Following the work of Efremov and Cao43, we first expressed the shear rate in terms of the force experienced by each bond in the rupture area. We simplified the contact area of the cell as a rectangle with width b and length a. Within this small contact area, we further assume that there is a rupture area that contains most of the bonds and effectively governs the lifetime of the cell. Thus, the total tension Q tot experienced by all adhesion sites is:

$${Q}_{tot}=K\cdot Q,$$
(12)

where Q is the effective force acting on each site and K = σbc is the number of bonds in the rupture area with σ being the effective density of receptors or ligands (whichever is dominant). By solving the mechanical equilibrium equations similar to those by Hammer et al.58 under the assumption that the cell is either attached or detached, i.e., rolling velocity v ≈ 0 we obtain,

$${Q}_{tot}\approx \frac{28.4\pi {r}^{3}}{a}{\tau }_{w},$$
(13)

where r is the radius of the cell and τ w is the shear stress.
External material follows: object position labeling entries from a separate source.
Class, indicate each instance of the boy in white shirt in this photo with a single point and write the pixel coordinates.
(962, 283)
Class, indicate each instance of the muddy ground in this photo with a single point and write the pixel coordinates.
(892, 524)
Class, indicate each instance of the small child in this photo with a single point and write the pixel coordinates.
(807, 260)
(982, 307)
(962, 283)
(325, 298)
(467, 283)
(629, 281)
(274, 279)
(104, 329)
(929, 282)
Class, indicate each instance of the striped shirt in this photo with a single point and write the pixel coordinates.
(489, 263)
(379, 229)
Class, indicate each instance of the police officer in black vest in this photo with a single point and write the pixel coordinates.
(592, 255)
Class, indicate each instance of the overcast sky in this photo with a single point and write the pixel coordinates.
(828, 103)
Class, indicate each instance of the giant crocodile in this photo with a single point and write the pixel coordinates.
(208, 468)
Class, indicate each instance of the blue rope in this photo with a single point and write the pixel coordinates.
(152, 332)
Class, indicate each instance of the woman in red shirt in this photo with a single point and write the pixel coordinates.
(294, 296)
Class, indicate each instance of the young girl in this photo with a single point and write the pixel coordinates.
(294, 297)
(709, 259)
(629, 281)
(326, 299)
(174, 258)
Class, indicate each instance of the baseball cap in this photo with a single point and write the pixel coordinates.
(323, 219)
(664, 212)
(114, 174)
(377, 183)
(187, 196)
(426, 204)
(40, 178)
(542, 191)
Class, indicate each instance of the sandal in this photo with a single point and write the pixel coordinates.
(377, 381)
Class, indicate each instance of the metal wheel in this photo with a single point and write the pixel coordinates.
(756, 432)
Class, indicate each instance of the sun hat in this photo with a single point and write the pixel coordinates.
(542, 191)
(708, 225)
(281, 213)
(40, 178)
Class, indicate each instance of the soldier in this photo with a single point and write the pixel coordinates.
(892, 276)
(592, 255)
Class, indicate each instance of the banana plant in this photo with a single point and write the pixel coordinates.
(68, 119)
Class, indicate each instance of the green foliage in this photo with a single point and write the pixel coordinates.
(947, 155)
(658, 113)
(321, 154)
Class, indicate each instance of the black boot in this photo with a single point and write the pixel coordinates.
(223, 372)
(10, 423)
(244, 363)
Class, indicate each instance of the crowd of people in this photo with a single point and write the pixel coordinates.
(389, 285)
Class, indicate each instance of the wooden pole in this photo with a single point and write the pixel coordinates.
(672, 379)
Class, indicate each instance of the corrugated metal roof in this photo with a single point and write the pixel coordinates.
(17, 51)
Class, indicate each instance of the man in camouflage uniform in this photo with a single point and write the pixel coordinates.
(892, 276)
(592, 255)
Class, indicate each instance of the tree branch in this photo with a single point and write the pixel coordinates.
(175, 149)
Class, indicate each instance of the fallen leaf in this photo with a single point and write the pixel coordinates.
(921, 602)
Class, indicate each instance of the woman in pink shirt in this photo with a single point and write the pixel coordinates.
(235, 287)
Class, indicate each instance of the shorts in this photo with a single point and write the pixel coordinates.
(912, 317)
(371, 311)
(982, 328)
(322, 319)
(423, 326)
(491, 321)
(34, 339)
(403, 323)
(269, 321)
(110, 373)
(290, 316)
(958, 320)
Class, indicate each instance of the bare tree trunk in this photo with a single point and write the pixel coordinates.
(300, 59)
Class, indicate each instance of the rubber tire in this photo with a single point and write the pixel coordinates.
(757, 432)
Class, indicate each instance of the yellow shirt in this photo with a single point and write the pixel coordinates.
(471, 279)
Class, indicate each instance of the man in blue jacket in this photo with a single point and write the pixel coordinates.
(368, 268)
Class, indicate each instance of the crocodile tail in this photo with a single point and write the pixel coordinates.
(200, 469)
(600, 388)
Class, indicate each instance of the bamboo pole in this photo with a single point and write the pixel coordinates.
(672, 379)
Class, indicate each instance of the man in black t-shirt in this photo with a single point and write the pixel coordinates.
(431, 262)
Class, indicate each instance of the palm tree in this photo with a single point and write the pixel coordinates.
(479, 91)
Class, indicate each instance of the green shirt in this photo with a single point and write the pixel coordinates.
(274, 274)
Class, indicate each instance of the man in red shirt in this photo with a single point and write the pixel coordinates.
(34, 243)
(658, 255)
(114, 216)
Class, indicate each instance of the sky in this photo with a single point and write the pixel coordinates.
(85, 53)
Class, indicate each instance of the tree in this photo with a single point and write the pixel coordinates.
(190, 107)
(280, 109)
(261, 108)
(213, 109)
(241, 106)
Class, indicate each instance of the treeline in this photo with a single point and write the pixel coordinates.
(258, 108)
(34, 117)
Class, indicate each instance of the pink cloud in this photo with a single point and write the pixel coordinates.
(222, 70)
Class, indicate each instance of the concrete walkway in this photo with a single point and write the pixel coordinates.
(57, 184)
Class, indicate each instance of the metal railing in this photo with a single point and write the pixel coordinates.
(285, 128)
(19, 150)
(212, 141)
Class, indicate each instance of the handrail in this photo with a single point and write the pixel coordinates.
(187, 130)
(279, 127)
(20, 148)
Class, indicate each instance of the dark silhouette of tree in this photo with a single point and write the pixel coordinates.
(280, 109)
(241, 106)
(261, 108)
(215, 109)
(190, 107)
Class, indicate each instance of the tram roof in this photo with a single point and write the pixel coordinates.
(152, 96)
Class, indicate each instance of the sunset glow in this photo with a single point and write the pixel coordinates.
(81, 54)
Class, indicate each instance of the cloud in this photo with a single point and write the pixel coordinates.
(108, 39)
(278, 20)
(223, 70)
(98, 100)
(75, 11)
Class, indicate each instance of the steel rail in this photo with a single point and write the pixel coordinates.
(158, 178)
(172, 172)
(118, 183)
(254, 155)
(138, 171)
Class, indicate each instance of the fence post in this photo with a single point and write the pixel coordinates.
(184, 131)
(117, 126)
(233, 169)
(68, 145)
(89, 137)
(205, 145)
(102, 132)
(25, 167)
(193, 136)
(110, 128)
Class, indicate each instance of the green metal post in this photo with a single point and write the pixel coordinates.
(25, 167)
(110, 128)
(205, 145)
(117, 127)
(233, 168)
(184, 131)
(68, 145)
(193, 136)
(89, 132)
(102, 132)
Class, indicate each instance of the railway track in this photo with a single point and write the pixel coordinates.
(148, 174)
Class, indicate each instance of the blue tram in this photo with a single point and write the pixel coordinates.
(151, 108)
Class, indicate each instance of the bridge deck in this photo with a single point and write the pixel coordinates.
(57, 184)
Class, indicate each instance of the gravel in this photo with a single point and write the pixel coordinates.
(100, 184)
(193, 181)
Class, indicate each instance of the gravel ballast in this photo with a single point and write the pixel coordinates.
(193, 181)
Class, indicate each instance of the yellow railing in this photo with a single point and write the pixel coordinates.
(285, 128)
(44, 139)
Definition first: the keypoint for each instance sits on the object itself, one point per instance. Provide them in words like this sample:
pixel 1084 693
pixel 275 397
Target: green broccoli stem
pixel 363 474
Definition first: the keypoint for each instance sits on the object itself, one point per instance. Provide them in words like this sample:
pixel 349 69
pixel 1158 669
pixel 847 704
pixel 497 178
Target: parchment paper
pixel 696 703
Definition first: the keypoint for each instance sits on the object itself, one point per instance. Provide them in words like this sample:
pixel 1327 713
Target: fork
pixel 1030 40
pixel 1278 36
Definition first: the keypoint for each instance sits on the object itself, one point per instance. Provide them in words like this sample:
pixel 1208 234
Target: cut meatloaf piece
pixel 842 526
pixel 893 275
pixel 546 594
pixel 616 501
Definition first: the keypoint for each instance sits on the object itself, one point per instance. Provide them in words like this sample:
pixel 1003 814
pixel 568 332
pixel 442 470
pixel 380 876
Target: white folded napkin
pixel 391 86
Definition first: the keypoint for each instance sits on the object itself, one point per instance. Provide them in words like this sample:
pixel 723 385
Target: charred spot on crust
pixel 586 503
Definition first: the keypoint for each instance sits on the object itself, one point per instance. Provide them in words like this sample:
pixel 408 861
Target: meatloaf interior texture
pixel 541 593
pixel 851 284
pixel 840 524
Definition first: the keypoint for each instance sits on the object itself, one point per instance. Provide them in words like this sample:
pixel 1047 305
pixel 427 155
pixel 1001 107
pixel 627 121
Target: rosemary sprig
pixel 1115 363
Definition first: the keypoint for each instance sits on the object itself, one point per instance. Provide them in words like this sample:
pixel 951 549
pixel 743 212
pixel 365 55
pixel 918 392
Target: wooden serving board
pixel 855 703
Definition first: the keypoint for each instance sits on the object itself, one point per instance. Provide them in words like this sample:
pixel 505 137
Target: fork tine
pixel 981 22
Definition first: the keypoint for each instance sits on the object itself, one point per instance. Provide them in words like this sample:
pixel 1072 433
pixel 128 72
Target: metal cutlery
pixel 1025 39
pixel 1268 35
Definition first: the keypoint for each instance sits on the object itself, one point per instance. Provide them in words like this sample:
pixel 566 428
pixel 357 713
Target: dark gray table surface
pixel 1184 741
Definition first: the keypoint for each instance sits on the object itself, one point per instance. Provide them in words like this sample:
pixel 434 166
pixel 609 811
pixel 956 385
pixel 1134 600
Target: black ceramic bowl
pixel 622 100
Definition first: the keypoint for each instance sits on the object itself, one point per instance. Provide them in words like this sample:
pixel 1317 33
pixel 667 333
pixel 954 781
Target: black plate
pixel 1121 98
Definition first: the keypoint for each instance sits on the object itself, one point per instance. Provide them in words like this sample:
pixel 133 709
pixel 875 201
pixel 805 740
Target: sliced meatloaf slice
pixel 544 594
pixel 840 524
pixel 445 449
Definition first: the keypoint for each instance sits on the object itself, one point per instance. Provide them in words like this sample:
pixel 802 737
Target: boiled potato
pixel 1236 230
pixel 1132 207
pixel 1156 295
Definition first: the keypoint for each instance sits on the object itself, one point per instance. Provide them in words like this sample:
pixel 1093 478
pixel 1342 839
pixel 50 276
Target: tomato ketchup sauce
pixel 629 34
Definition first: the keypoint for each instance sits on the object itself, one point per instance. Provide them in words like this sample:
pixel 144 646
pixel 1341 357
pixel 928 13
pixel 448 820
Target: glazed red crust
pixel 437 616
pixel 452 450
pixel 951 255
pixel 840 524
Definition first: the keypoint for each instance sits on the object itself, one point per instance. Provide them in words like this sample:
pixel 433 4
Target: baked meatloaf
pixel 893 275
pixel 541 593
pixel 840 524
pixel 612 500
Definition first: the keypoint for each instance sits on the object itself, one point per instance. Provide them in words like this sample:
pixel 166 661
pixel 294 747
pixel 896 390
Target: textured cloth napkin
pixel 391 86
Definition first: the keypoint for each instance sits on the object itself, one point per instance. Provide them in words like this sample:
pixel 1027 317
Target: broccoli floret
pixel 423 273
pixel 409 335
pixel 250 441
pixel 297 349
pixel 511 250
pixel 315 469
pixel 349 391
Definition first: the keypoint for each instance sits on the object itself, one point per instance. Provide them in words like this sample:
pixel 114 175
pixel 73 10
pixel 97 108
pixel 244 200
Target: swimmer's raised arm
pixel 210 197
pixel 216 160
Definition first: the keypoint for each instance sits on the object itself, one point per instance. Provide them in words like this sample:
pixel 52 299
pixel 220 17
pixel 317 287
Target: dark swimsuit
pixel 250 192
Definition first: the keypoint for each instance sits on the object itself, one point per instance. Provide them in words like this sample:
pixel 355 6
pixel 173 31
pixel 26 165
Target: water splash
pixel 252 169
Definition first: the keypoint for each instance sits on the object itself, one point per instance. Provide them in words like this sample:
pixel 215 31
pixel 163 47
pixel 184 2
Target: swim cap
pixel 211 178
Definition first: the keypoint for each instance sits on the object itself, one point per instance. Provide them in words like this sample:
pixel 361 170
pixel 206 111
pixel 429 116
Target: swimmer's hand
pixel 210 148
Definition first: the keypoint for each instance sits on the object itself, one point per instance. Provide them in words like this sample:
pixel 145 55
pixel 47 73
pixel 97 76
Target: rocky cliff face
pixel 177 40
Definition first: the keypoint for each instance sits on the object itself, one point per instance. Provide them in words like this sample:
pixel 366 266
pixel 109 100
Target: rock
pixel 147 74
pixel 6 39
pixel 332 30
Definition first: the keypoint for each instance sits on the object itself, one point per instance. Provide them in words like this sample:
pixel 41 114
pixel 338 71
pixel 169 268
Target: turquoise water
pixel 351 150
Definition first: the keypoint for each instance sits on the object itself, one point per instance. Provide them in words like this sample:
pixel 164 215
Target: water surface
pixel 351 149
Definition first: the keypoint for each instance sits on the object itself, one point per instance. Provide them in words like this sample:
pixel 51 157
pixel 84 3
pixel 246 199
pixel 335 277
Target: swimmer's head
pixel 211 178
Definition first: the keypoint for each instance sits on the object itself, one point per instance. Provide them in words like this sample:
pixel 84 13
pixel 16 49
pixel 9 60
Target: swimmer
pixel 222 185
Therefore, the force Q experienced by each bond can be expressed in terms of the shear stress τ w as,

$${Q}_{tot}\approx \frac{28.4\pi {r}^{3}}{\sigma abc}{\tau }_{w}.$$
(14)

It is worth noting here that our aim is simpler than that of Efremov and Cao43. In their work, they were interested in finding a relation between the cells velocity and the shear rate. In our case we would like to construct a simplistic model relating the shear rate to the tension experienced by a single adhesion bond, when the rolling velocity of the cells v ≈ 0. The above description of the tension Q is not constrained by the bond behavior and hence could describe catch and slip bonds. Similar to the work of Erdmann and Schwarz36, 59 the adhesion of a cluster can be represented as a chain reaction,

$$N\rightleftarrows N-1\rightleftarrows \cdots 2\rightleftarrows 1\to 0,$$

where the right pointing arrow denote the dissociation rate k i,i−1 of going from i to i − 1 and the left-pointing arrow denotes the association rate k i−1, i of going from i − 1 to i. The state 0 denotes all bonds being detached in the cluster and hence there is no association rate from state 0 to 1. The average lifetime of a single adhesion site can be obtained by calculating the mean turn-over time60, 61 for the chain as,

$$\tau (N)=\sum _{i=1}^{N}{\rho }_{i}+\sum _{j=1}^{N-1}[\frac{1}{{\rho }_{j}\,{k}_{j,j+1}}\,\sum _{m=j+1}^{N}{\rho }_{m}],$$
(15)

where \({\rho }_{1}=\frac{1}{{k}_{1,0}}\) and \({\rho }_{i}={\prod }_{j=1}^{i-1}{k}_{j,j+1}/{\prod }_{j=1}^{i}{k}_{j,j-1}\). The exact expression for the lifetime Eq. (15) can be further simplified as Eq. (8) when the shear stress τ w is low (Q is low), i.e., \({k}_{i,i+1}\gg {k}_{i+1,i}\), where \(i\in [1,N-1]\). This result agrees very well with the results obtained by Erdmann and Schwarz59.

Ethics statement

Blood donation protocol is approved by the National University of Singapore Institutional Review Board. Blood drawing was carried out in accordance with the relevant guidelines and regulations at the National University Hospital Blood Donation Centre. Informed consent was obtained from all donors.